Montgomery — Churches
Extracted from "History of the Connecticut Valley in Massachusetts, Volume II," by Louis H. Everts, 1879.
Directly after the incorporation of the town, in November, 1780, the question of providing for public religious worship was earnestly discussed, and in December of that year an appropriation of £6 was made "to promote preaching in this town." It is probable that preaching was procured without delay, and that services were held on occasional Sabbaths in dwellings, and such places as were available. In 1783 the town directed a committee to make a contract with Rev. John Ballentine to preach twenty Sabbaths at $2 each Sabbath. Who Mr. Ballentine was, or where he resided, cannot now be told, since the records dealing with his ministerial engagement in Montgomery recite no more touching him than is above given. Rev. John Ballentine, who was the pastor of the First Congregational Church of Westfield from 1741 to 1776, died in the latter year, but it may have been one of his sons who preached for the people of Montgomery. Mr.
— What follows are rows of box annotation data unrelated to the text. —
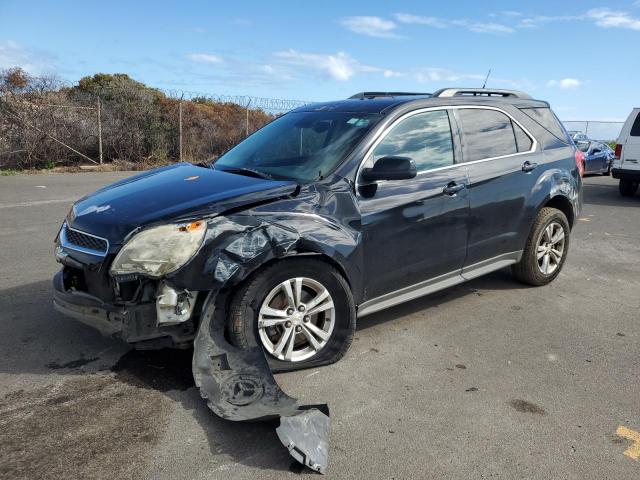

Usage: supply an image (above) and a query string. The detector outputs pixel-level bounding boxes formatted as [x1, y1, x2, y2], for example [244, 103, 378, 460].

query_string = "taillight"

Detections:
[615, 143, 622, 160]
[575, 149, 584, 177]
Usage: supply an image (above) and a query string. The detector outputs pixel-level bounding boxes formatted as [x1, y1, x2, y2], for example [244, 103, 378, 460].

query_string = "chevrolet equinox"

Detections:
[53, 88, 584, 370]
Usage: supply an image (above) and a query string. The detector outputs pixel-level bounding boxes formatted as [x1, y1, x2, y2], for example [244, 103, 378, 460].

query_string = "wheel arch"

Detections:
[221, 249, 358, 300]
[538, 194, 576, 228]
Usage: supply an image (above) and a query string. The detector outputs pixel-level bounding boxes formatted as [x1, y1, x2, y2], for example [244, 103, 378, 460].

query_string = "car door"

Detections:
[454, 106, 544, 272]
[357, 109, 469, 300]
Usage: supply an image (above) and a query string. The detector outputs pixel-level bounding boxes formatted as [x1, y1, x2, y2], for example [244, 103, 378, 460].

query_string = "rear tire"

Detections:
[618, 180, 638, 197]
[511, 207, 571, 287]
[228, 257, 356, 371]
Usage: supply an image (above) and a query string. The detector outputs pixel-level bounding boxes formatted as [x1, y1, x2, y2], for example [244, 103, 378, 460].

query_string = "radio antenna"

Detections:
[482, 69, 491, 88]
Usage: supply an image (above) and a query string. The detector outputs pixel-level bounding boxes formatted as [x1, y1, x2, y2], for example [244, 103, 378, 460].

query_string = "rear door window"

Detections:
[373, 110, 453, 172]
[458, 108, 520, 162]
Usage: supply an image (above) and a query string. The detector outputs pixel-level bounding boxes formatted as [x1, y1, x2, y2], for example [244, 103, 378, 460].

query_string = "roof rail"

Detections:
[349, 92, 431, 100]
[433, 88, 532, 100]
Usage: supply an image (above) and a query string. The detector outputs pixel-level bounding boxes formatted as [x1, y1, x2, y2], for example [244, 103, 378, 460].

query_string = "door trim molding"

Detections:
[357, 250, 522, 318]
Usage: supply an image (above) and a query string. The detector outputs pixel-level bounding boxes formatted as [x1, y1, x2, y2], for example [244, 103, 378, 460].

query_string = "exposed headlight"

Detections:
[110, 220, 207, 277]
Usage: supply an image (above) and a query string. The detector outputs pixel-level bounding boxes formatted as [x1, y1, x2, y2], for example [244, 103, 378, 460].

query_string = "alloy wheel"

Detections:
[258, 277, 335, 362]
[536, 222, 565, 275]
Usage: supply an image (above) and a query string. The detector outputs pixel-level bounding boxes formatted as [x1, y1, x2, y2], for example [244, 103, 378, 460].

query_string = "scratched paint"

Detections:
[616, 425, 640, 461]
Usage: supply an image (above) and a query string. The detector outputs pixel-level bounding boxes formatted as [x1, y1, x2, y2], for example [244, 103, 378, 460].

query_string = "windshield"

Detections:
[576, 142, 591, 152]
[213, 112, 380, 181]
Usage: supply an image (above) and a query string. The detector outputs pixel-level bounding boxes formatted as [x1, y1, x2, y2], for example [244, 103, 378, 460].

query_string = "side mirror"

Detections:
[362, 156, 418, 182]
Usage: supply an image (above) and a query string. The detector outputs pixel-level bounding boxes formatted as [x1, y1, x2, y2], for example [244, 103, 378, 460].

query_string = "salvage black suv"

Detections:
[53, 88, 583, 370]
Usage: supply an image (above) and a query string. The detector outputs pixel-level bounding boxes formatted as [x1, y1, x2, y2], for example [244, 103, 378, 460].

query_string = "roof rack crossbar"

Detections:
[433, 88, 532, 100]
[349, 92, 431, 100]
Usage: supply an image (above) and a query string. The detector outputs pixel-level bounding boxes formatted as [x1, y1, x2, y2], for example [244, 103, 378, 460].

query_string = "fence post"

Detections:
[178, 93, 184, 161]
[97, 97, 102, 165]
[246, 98, 251, 137]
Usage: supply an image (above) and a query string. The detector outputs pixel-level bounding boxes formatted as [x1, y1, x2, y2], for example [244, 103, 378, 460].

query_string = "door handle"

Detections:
[442, 182, 465, 196]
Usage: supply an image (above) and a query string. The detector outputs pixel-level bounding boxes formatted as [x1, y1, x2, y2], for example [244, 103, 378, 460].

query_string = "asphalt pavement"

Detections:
[0, 172, 640, 480]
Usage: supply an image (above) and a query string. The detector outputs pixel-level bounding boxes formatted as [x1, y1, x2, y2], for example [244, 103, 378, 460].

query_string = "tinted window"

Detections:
[576, 140, 591, 153]
[629, 113, 640, 137]
[511, 121, 533, 152]
[458, 108, 518, 162]
[373, 110, 453, 172]
[521, 108, 568, 143]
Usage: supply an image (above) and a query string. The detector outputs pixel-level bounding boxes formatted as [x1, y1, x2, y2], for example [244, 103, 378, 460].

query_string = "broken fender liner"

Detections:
[193, 294, 330, 473]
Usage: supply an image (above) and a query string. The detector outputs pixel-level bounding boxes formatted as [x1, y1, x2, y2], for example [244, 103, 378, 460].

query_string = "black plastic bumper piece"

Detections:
[611, 168, 640, 182]
[193, 295, 330, 473]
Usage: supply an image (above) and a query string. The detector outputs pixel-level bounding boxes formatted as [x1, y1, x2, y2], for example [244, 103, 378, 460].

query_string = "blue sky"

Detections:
[0, 0, 640, 120]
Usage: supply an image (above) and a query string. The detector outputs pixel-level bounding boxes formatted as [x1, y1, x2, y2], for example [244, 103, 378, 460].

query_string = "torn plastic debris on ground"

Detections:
[193, 297, 330, 473]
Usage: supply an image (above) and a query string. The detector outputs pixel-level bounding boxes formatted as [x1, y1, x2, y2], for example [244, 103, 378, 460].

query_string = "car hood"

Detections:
[67, 163, 297, 245]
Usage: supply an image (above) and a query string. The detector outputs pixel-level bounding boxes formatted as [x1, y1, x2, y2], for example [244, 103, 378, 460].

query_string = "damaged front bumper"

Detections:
[53, 269, 195, 349]
[53, 215, 333, 473]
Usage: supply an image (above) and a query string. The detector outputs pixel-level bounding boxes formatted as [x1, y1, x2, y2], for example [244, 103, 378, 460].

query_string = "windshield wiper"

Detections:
[220, 167, 273, 180]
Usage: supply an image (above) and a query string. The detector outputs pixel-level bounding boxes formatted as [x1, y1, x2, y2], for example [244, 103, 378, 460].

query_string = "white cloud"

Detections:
[394, 12, 516, 34]
[382, 69, 405, 78]
[547, 78, 582, 90]
[340, 16, 398, 38]
[451, 20, 515, 33]
[585, 8, 640, 30]
[275, 49, 366, 82]
[187, 53, 224, 64]
[413, 67, 484, 83]
[0, 40, 54, 75]
[394, 13, 447, 28]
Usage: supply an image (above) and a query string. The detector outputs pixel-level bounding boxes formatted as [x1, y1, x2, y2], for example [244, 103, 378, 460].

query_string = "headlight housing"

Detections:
[110, 220, 207, 277]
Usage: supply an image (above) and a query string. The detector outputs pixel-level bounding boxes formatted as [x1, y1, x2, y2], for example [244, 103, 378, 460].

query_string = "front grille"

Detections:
[62, 223, 109, 256]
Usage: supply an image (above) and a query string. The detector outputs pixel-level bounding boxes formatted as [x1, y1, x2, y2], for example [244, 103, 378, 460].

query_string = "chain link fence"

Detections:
[0, 69, 624, 169]
[0, 70, 309, 168]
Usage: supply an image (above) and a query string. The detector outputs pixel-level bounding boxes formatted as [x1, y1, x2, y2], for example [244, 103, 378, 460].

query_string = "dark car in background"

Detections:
[575, 140, 614, 175]
[53, 89, 584, 372]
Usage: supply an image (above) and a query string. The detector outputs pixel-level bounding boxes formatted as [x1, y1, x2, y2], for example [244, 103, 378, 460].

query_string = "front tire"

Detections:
[618, 179, 638, 197]
[228, 257, 356, 371]
[512, 207, 571, 287]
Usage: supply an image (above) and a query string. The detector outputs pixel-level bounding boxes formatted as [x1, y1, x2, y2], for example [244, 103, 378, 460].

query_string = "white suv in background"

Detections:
[611, 108, 640, 197]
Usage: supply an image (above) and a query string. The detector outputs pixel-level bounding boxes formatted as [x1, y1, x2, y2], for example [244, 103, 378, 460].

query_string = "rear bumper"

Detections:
[53, 271, 195, 348]
[611, 168, 640, 182]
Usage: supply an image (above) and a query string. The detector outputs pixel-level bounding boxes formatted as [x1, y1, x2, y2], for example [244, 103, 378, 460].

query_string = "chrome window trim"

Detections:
[59, 222, 110, 257]
[356, 105, 538, 192]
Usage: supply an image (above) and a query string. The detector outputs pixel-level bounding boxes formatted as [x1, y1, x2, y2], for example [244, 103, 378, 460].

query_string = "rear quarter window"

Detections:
[520, 107, 570, 143]
[458, 108, 524, 162]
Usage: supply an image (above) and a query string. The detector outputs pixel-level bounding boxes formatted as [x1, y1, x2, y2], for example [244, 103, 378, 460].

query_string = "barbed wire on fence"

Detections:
[0, 70, 623, 167]
[562, 120, 624, 141]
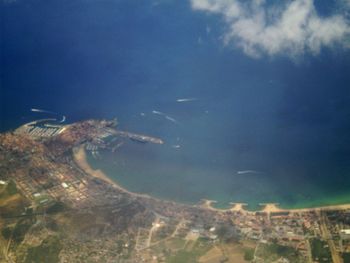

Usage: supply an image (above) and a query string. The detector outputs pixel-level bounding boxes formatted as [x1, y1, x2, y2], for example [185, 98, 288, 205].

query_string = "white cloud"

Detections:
[191, 0, 350, 57]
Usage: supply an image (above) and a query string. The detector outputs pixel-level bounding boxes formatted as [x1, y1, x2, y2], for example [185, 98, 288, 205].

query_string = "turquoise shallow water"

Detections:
[0, 0, 350, 210]
[89, 143, 350, 210]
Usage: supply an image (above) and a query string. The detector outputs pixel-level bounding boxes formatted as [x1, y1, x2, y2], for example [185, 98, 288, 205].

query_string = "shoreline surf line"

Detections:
[73, 145, 350, 217]
[73, 145, 152, 198]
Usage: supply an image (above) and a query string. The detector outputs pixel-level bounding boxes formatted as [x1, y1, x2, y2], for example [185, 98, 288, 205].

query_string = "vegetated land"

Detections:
[0, 120, 350, 263]
[311, 238, 332, 263]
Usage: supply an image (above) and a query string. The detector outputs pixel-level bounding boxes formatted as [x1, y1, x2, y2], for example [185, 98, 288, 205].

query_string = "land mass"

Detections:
[0, 120, 350, 262]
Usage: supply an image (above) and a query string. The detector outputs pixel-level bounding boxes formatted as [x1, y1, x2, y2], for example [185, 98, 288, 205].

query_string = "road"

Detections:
[320, 212, 343, 263]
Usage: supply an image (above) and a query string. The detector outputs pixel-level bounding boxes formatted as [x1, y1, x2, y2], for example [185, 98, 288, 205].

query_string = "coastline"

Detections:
[73, 145, 150, 198]
[73, 145, 350, 214]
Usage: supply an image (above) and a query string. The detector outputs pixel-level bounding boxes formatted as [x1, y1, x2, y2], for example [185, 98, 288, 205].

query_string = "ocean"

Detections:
[0, 0, 350, 210]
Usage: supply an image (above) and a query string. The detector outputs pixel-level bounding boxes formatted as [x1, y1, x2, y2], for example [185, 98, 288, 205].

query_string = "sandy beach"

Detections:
[73, 146, 350, 217]
[73, 145, 150, 198]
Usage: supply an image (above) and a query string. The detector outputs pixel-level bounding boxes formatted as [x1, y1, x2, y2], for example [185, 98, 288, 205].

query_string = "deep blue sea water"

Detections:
[0, 0, 350, 210]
Ballentine probably preached occasionally previous to the time of making the contract alluded to, and as there is no evidence to the contrary, it is safe to assume that he preached through the twenty stipulated Sabbaths.
From this date (1783) the ecclesiastical history of the town is a blank (as far as the town records deal with the subject) until January, 1788, when the town for the first time discussed the advisability of erecting a house of worship. Up to that period, the people seem to have been content to worship here and there, as they could secure a place.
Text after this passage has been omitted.